L’intelligence artificielle en effet suscite beaucoup de débats qu’elles soient positives ou négatives et cela dépend des pensées de chacun. Pour ma part j’ai un point de vue sceptique par rapport à ce sujet. Malgré une révolution technologique qui permet d’aider les personnes souffrant d’une maladie mentale ou physique, le fait que ces machines soient dotées d’une intelligence exceptionnelle qui dépasse celles des capacités humaines tant sur le niveau des compétences techniques et mentales que sur le niveau émotionnel, est quand même effrayant.
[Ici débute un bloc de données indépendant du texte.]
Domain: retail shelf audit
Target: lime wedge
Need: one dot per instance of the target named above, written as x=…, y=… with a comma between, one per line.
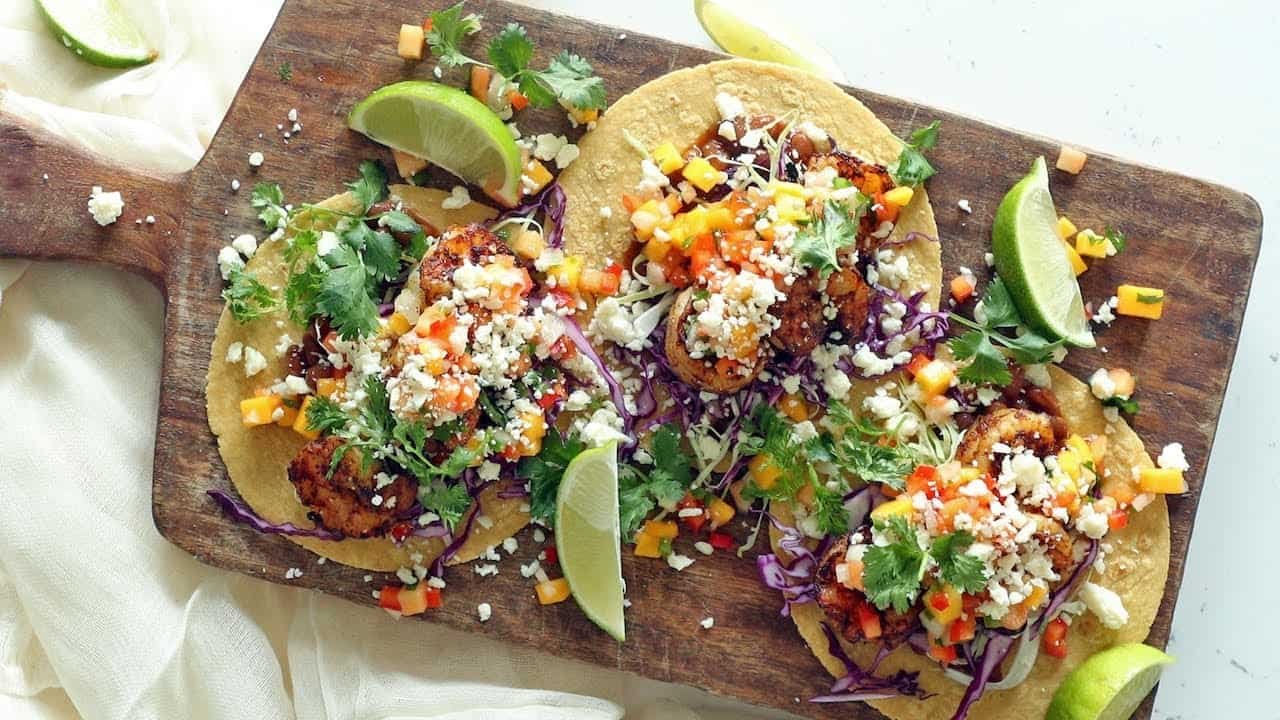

J’ai été particulièrement choqué par le mariage entre un homme et son robot en Chine mais aussi le robot Sophia devenu citoyen en Arabie Saoudite. Cette omniprésence des machines n’influe-elle pas sur nos rapports sociales? L’acceptation de ces faits est -il normale? Sommes -nous devenus “robotisés”? ou au contraire le robot est il devenu trop humain jusqu’au point où il puisse cohabiter à nos cotés?
C’est un article qui a été très plaisant à lire et qui suscite énormément de questionnements auprès de ces lecteurs .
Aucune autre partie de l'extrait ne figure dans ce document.